Established in Melbourne, Victoria, in 1972, Denton Corker Marshall is an Australian architectural firm with four worldwide offices and an exceptional portfolio of design-led, highly regarded buildings. In addition to working on huge international projects, the studio also pampers modest contracts, notably single-family houses.

View Hill House by Denton Corker Marshall - Sheet1
A Corten block with the black top storey positioned at a right angle_©

John Denton, Bill Corker, and Barrie Marshall, three architects, formed it in 1972. The Melbourne Museum, Melbourne Exhibition Centre, Melbourne Gateway, and Bolte Bridge are just a few of the iconic structures designed by Denton Corker Marshall in Australia.

The company firmly believes that all buildings, regardless of size or kind, should produce a genuinely good experience for every individual who inhabits there, whether to work or live there, to visit, or just to pass by.

Modernist and minimalist have been diverse and regular descriptors of the firm’s work in Australia. One such example of Denton Corker Marshall’s work is The View Hill House.

View Hill House, Australia | Denton Corker Marshall

The View Hill House is located in the Yarra Valley, wine region, east of Melbourne in the state of Victoria, Australia. Melbourne, Victoria, Australia, was completed in the year 2011, September.
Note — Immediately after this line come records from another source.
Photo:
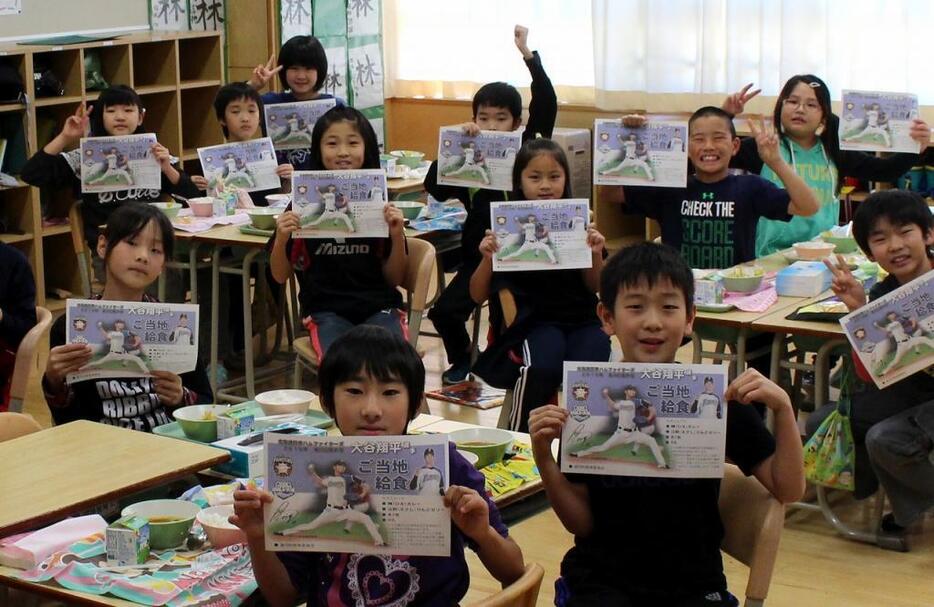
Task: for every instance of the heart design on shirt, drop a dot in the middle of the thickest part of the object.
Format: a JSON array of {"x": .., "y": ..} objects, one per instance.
[{"x": 381, "y": 581}]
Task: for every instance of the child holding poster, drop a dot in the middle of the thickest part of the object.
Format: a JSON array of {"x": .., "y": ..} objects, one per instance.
[
  {"x": 118, "y": 112},
  {"x": 342, "y": 283},
  {"x": 623, "y": 523},
  {"x": 808, "y": 132},
  {"x": 556, "y": 308},
  {"x": 303, "y": 70},
  {"x": 895, "y": 423},
  {"x": 497, "y": 106},
  {"x": 372, "y": 384},
  {"x": 134, "y": 246}
]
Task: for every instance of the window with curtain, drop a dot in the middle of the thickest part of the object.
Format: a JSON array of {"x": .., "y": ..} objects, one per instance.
[{"x": 640, "y": 53}]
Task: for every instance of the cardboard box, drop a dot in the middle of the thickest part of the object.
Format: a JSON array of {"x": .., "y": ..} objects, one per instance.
[
  {"x": 235, "y": 421},
  {"x": 127, "y": 541},
  {"x": 576, "y": 146},
  {"x": 248, "y": 461}
]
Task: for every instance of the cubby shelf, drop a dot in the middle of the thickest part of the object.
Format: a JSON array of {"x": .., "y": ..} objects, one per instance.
[{"x": 168, "y": 70}]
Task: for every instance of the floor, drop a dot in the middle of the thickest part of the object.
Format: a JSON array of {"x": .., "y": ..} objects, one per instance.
[{"x": 814, "y": 567}]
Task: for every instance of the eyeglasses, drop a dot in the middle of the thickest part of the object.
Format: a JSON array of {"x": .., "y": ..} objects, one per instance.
[{"x": 794, "y": 103}]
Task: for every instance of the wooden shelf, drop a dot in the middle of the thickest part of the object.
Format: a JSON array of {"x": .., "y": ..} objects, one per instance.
[
  {"x": 55, "y": 230},
  {"x": 155, "y": 88},
  {"x": 149, "y": 62},
  {"x": 12, "y": 238},
  {"x": 66, "y": 100},
  {"x": 196, "y": 84}
]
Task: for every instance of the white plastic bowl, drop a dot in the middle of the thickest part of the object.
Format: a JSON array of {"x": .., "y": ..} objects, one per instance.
[{"x": 276, "y": 402}]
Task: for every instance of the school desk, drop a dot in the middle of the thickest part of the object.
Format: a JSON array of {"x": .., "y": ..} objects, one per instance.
[{"x": 61, "y": 470}]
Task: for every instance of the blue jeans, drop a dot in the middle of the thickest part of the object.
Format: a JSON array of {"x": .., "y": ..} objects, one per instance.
[{"x": 325, "y": 327}]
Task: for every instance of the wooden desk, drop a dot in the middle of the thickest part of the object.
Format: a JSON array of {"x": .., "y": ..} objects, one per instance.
[{"x": 64, "y": 469}]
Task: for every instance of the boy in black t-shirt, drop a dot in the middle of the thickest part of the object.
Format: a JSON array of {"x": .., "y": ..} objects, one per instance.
[
  {"x": 656, "y": 541},
  {"x": 712, "y": 221}
]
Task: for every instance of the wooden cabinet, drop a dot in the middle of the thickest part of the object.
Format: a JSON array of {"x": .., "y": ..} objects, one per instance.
[{"x": 177, "y": 76}]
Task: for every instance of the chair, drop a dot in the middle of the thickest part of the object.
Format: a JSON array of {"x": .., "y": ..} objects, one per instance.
[
  {"x": 418, "y": 272},
  {"x": 521, "y": 593},
  {"x": 752, "y": 521},
  {"x": 27, "y": 359},
  {"x": 13, "y": 425},
  {"x": 82, "y": 251}
]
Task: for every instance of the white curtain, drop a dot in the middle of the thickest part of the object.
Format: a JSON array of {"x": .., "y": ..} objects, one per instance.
[{"x": 618, "y": 54}]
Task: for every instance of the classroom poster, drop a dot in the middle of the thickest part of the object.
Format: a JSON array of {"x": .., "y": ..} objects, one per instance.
[
  {"x": 482, "y": 161},
  {"x": 357, "y": 494},
  {"x": 894, "y": 335},
  {"x": 540, "y": 235},
  {"x": 295, "y": 18},
  {"x": 340, "y": 204},
  {"x": 335, "y": 83},
  {"x": 206, "y": 15},
  {"x": 115, "y": 164},
  {"x": 875, "y": 121},
  {"x": 131, "y": 339},
  {"x": 248, "y": 165},
  {"x": 365, "y": 61},
  {"x": 363, "y": 17},
  {"x": 289, "y": 125},
  {"x": 653, "y": 420},
  {"x": 652, "y": 155},
  {"x": 168, "y": 15}
]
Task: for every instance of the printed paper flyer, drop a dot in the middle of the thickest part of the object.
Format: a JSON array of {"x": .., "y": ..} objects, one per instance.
[
  {"x": 875, "y": 121},
  {"x": 658, "y": 420},
  {"x": 540, "y": 235},
  {"x": 370, "y": 495},
  {"x": 248, "y": 165},
  {"x": 131, "y": 339},
  {"x": 114, "y": 164},
  {"x": 484, "y": 161},
  {"x": 289, "y": 125},
  {"x": 652, "y": 155},
  {"x": 894, "y": 335},
  {"x": 340, "y": 204}
]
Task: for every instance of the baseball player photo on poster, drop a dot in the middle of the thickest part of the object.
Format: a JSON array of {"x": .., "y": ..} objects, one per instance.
[
  {"x": 359, "y": 494},
  {"x": 290, "y": 124},
  {"x": 873, "y": 121},
  {"x": 114, "y": 164},
  {"x": 653, "y": 155},
  {"x": 248, "y": 165},
  {"x": 658, "y": 420},
  {"x": 483, "y": 161},
  {"x": 894, "y": 335},
  {"x": 340, "y": 204},
  {"x": 540, "y": 235},
  {"x": 131, "y": 339}
]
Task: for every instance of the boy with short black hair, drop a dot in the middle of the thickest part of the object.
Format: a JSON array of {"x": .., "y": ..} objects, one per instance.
[
  {"x": 497, "y": 106},
  {"x": 894, "y": 228},
  {"x": 712, "y": 221},
  {"x": 656, "y": 541}
]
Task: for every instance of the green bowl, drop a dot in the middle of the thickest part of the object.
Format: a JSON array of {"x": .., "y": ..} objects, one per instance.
[
  {"x": 163, "y": 536},
  {"x": 740, "y": 284},
  {"x": 193, "y": 422},
  {"x": 170, "y": 209},
  {"x": 488, "y": 444},
  {"x": 409, "y": 158},
  {"x": 845, "y": 244},
  {"x": 409, "y": 208},
  {"x": 264, "y": 218}
]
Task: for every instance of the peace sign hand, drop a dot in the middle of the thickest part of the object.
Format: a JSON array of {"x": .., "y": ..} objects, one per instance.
[
  {"x": 766, "y": 142},
  {"x": 735, "y": 103},
  {"x": 262, "y": 74},
  {"x": 844, "y": 285}
]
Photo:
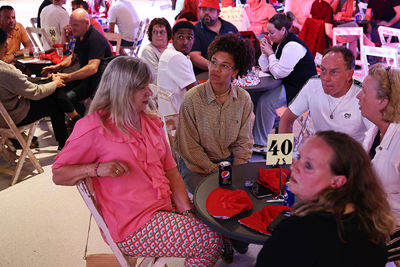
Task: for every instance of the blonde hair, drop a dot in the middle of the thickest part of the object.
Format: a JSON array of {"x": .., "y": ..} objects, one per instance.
[
  {"x": 388, "y": 86},
  {"x": 362, "y": 190},
  {"x": 121, "y": 79}
]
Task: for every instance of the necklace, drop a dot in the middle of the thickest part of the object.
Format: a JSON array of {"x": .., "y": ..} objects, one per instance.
[{"x": 222, "y": 95}]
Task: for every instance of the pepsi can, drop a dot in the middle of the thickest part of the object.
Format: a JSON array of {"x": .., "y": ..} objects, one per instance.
[{"x": 225, "y": 173}]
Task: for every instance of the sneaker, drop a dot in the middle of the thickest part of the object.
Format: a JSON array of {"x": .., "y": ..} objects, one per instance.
[{"x": 227, "y": 251}]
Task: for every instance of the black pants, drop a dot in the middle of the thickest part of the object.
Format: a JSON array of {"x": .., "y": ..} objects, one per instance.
[{"x": 54, "y": 105}]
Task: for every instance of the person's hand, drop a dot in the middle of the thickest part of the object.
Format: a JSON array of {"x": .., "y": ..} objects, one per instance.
[
  {"x": 58, "y": 80},
  {"x": 65, "y": 76},
  {"x": 49, "y": 69},
  {"x": 266, "y": 47},
  {"x": 8, "y": 58},
  {"x": 112, "y": 168}
]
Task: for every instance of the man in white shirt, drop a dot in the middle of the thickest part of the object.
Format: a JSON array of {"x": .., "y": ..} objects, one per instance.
[
  {"x": 53, "y": 19},
  {"x": 123, "y": 14},
  {"x": 330, "y": 98},
  {"x": 175, "y": 70}
]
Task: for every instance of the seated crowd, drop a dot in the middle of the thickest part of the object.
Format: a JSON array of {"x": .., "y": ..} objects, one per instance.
[{"x": 346, "y": 179}]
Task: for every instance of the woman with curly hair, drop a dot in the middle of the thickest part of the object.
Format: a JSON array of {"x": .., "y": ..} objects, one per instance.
[
  {"x": 342, "y": 217},
  {"x": 215, "y": 117},
  {"x": 159, "y": 34},
  {"x": 379, "y": 102}
]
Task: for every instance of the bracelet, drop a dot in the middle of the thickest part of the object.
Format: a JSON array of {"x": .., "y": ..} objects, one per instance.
[
  {"x": 95, "y": 169},
  {"x": 186, "y": 212}
]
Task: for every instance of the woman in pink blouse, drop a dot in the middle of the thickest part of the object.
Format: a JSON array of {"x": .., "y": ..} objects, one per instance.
[{"x": 121, "y": 148}]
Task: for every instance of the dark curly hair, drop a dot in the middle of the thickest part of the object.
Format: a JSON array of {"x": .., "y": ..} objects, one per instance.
[
  {"x": 240, "y": 49},
  {"x": 159, "y": 21}
]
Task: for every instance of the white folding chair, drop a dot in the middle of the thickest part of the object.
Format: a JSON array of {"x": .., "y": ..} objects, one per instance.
[
  {"x": 90, "y": 201},
  {"x": 116, "y": 37},
  {"x": 134, "y": 49},
  {"x": 16, "y": 133},
  {"x": 350, "y": 31},
  {"x": 390, "y": 54},
  {"x": 386, "y": 35},
  {"x": 38, "y": 36}
]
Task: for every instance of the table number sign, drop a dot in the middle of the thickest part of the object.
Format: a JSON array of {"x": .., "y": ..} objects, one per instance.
[{"x": 280, "y": 149}]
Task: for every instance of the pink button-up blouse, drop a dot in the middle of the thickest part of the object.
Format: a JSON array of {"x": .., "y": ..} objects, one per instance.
[{"x": 128, "y": 201}]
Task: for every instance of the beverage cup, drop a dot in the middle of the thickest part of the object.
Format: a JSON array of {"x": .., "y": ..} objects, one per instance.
[
  {"x": 26, "y": 52},
  {"x": 36, "y": 52}
]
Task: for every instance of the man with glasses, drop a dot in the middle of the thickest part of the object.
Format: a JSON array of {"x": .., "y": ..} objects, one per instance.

Owned by John Denton, this magnificent new housing development is situated in the middle of a 32-hectare vineyard in Victoria’s Yarra Valley. 

It forms a dramatic silhouette against the skyline and is perched on a small hill with excellent views across the vineyards. View Hill House is a house that has been reduced to its most basic forms, like a streamlined sculpture, the cantilevered View Hill House looks over a vineyard in the picturesque Yarra Valley. 
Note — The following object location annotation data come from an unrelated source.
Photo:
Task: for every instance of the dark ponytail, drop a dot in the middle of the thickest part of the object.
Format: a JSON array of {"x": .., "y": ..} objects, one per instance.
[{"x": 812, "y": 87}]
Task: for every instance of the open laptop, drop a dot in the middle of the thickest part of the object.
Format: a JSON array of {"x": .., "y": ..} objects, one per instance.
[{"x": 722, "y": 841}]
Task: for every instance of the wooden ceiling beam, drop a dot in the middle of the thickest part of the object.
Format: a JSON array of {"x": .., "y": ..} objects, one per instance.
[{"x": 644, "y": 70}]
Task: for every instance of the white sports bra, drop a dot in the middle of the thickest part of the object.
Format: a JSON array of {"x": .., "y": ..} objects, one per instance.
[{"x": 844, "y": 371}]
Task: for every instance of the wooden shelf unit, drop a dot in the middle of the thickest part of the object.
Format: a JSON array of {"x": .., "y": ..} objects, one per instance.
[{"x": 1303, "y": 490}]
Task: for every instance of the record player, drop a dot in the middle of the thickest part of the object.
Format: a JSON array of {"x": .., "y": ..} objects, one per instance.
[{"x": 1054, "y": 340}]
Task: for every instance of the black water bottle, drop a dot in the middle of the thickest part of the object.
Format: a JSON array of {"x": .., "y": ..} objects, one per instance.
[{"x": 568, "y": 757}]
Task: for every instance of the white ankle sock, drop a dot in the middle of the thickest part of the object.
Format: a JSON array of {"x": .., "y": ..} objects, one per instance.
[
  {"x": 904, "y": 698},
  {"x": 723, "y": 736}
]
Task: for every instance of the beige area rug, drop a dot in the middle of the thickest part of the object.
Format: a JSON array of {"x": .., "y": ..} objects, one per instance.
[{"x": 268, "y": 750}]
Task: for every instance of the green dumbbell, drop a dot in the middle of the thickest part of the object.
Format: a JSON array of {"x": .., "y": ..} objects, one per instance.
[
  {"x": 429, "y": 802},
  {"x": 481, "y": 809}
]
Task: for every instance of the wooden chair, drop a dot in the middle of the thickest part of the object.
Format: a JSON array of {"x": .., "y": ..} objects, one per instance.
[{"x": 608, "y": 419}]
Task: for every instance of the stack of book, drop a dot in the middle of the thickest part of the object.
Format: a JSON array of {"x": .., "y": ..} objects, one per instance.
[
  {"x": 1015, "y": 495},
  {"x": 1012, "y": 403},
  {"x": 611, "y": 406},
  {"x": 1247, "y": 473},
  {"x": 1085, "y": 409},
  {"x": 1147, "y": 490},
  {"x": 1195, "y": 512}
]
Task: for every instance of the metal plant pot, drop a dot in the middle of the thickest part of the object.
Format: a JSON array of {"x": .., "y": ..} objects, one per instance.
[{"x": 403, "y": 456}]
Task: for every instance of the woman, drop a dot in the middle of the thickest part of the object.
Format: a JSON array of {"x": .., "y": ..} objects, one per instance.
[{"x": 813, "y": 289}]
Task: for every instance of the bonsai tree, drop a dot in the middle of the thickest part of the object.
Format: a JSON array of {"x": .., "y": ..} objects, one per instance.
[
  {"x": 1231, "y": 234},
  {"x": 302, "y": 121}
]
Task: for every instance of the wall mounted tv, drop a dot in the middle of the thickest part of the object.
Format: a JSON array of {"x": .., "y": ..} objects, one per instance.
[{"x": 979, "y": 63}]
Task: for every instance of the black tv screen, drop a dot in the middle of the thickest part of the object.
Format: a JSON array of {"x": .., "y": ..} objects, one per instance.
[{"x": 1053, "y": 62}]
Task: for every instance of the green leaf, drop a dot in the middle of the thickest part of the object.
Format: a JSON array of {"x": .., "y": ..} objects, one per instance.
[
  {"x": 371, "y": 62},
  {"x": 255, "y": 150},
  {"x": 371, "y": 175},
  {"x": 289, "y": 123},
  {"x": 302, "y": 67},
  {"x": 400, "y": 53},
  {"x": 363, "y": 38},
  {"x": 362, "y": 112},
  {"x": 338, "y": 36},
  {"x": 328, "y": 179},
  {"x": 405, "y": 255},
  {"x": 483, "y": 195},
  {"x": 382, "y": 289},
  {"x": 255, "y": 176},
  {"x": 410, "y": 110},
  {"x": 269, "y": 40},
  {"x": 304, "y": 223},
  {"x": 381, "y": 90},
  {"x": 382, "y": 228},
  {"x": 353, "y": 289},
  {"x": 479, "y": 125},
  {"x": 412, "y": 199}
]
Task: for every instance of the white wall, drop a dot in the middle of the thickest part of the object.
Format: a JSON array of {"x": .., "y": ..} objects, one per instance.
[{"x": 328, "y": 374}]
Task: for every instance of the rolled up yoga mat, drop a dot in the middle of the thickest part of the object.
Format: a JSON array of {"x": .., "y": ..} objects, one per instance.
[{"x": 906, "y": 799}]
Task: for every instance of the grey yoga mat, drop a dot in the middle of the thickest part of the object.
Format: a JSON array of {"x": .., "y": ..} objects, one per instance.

View Hill House by Denton Corker Marshall - Sheet2
View hill house, Complimenting the Yarra Valley_©

Design Solutions

With a cantilever covered in Corten and sides that open up to views of the breath-taking countryside, it is an impressive piece of architecture. The perforated steel blocks out the strong midday light while letting in diffused light. The aesthetics are concentrated from the perspective of the house’s boxes, which are thought of as closed prisms that are only open at their ends. 

The top areas soar into the sky, gaining lengthy perspectives of the far horizon, while the lower spaces link to the neighbouring ground and provide views of the surrounding landscape.

Each level of the two-story apartment has views of the wine area through floor-to-ceiling windows at the ends of each rectangular building, which is a minimalist gesture with remarkable structural chutzpah.

A home in the middle of a vineyard is settled by two perpendicular prisms resting one on the other, giving it a sculptural aspect and serving as a beacon in the landscape. The View Hill Home maintains harmony with its environment. 

View Hill House by Denton Corker Marshall - Sheet3
Windows at the ends of each rectangular building_©×633.jpg

Structure, Interior and Exterior | Denton Corker Marshall

Two long metal tubes, one oriented north-south, and the other east-west are used to construct the house’s primary structure.

A rectangular box covered with corroded Corten steel ribs is placed in the ground. A second black-clad box is artistically cantilevered nine meters over the entryway, elevated above it, and positioned at an exact 90-degree angle.

Naturally, the house creates a compass, but it also appears on the horizon as a bold, somewhat dolmen-like mark.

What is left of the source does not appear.